Thanks for your reply.But the problem is that everything under network adapters is enabled in device manager.What should i do next??????


----------



## JohnWill (Oct 19, 2002)

Hold the *Windows* key and press *R*, then type *devmgmt.msc*

Please respond to *all* the following steps.


Under *Network adapters*, please tell me all the devices listed. 
Are there any devices under *Network adapters* that have a red x displayed?
Also, are there any devices anywhere in the *Device Manager* display with yellow *?* or *!* displayed?

Also, please post a screen shot of what you are talking about when you say it's disabled.

To post a screen shot of the active window, hold the _*Alt*_ key and press the *PrtScn* key. Open the Windows PAINT application and _*Paste*_ the screen shot. You can then use PAINT to trim to suit, and save it as a JPG format file. To upload it to TSG, open the full reply window and use the _*Manage Attachments*_ button to upload it here.


----------



## TerryNet (Mar 23, 2005)

Repeating etaf's points ...

There's a physical switch, right? Maybe a slide switch in the front; maybe a button at the keyboard's upper left? Does the wireless come on when you toggle it?
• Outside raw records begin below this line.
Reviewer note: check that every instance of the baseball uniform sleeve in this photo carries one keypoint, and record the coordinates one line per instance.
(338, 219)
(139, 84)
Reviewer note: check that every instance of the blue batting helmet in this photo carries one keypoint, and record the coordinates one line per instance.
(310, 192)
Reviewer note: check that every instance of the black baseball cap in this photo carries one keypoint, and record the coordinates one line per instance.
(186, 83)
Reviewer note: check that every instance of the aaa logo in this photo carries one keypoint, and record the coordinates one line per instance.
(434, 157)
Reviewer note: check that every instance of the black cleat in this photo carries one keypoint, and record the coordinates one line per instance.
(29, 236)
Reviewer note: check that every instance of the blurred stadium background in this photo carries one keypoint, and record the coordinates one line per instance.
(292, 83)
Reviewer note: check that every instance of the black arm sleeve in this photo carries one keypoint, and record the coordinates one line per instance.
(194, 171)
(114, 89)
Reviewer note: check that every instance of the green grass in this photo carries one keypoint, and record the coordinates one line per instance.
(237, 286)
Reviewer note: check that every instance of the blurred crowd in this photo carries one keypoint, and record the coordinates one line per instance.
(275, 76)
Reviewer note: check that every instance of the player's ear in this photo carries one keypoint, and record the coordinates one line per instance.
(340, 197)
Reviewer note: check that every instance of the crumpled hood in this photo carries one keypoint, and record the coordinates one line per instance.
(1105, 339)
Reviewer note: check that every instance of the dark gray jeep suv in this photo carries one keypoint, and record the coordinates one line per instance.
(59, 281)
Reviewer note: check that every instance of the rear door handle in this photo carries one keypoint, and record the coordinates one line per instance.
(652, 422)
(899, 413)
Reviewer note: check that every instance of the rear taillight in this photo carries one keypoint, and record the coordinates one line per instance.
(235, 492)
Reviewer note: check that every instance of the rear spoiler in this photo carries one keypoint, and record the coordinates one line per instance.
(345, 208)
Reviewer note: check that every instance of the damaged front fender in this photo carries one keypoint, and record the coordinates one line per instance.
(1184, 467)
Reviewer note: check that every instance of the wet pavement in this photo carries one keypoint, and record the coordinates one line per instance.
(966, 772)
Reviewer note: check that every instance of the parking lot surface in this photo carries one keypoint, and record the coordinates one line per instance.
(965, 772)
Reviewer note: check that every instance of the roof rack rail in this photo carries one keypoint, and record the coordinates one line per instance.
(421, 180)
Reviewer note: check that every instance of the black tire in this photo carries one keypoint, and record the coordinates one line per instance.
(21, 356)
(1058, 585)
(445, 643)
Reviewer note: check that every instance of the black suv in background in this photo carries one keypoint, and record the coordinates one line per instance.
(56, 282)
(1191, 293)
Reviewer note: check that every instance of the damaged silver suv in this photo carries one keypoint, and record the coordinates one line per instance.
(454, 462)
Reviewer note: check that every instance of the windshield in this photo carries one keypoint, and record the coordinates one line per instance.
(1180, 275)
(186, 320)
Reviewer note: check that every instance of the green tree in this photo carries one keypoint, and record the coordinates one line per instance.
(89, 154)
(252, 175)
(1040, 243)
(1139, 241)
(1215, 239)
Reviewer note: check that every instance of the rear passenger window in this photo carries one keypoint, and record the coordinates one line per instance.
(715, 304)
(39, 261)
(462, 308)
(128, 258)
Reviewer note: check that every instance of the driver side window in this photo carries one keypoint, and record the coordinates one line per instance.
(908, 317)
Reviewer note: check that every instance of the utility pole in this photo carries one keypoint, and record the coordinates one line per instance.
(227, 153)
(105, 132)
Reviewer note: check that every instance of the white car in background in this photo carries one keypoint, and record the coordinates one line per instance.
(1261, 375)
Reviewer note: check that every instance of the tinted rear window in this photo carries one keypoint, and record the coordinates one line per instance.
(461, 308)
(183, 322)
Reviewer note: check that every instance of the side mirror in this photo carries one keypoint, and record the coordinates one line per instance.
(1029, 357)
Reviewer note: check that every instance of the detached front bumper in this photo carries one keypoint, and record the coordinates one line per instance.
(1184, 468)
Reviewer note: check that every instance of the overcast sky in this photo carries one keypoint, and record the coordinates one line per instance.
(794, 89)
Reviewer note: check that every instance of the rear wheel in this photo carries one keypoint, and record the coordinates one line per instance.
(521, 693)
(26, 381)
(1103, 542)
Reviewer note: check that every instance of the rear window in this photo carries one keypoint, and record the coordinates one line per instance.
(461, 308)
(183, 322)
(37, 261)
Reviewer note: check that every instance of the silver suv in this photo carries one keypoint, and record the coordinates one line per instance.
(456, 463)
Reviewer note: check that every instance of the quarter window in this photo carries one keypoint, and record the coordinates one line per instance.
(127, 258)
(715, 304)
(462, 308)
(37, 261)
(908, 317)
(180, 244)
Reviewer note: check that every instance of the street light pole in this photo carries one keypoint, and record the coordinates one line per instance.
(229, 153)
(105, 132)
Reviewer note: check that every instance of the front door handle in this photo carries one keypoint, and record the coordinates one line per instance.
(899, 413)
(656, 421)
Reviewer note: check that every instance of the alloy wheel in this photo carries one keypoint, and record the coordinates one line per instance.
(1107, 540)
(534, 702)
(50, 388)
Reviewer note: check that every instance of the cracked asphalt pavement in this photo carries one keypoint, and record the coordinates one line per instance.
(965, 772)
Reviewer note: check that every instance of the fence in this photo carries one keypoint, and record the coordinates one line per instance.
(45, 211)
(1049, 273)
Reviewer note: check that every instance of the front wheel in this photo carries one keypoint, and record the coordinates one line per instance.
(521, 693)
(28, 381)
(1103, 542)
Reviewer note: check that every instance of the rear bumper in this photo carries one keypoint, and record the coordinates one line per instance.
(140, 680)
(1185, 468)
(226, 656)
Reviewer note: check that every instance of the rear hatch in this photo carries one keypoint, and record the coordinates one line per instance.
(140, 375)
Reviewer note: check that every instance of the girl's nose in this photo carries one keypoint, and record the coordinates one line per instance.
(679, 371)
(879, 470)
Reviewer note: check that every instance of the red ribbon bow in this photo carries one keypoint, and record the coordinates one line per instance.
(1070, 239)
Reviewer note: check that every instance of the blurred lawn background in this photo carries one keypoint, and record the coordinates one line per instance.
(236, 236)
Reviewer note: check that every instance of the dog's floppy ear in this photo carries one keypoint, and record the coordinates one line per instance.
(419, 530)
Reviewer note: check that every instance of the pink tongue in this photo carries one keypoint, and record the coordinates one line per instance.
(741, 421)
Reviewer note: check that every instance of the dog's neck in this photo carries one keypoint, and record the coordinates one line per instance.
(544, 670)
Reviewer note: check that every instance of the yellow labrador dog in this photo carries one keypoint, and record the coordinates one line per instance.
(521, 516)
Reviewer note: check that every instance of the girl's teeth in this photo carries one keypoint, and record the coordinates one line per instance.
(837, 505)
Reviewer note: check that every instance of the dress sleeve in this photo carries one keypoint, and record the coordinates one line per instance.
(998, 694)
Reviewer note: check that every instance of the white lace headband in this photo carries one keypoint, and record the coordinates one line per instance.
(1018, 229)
In Network Connections is the wireless connection enabled?


----------



## shaheemadrid (Jun 22, 2008)

@Terrynet
I had switched on the physical wireless button moreover its displayed that it has been disabled from windows mobility center.

Devices listed under network adapters are :
Bluetooth device(Personal area Network)
Bluetooth device(RFCOMM protocol TDI)
Intel PRO/wireless 3945BG Network connection
Marvell Yukon Ethernet controller

No devices marked with ! or ?.


----------



## shaheemadrid (Jun 22, 2008)

Here's the screenshot


----------



## etaf (Oct 2, 2003)

what happens when you click on the link - can you post a screen shot


----------



## shaheemadrid (Jun 22, 2008)

Here's the screenshot :


----------



## etaf (Oct 2, 2003)

in device manager 
whats status is this device
Intel PRO/wireless 3945BG Network connection


----------



## TerryNet (Mar 23, 2005)

Since those two HP annoyances can't agree, try one more thing, please.

In Network Connections right click on your wireless connection. If one of the options is 'Enable' select it.


----------



## shaheemadrid (Jun 22, 2008)

Pls see the screenshot for status. Also in network connections its already enabled.But under properties of intel wireless its written "allow the computer to turn off device to save power" which is ticked.Is this have something with our problem?


----------



## JohnWill (Oct 19, 2002)

Well, I'd certainly uncheck the power saving option and see if that helps.


----------



## shaheemadrid (Jun 22, 2008)

Tried and restarted but no use.So i think i should take this to service centre since nothing seems to be working out.Thanks for your consideration anyways.


----------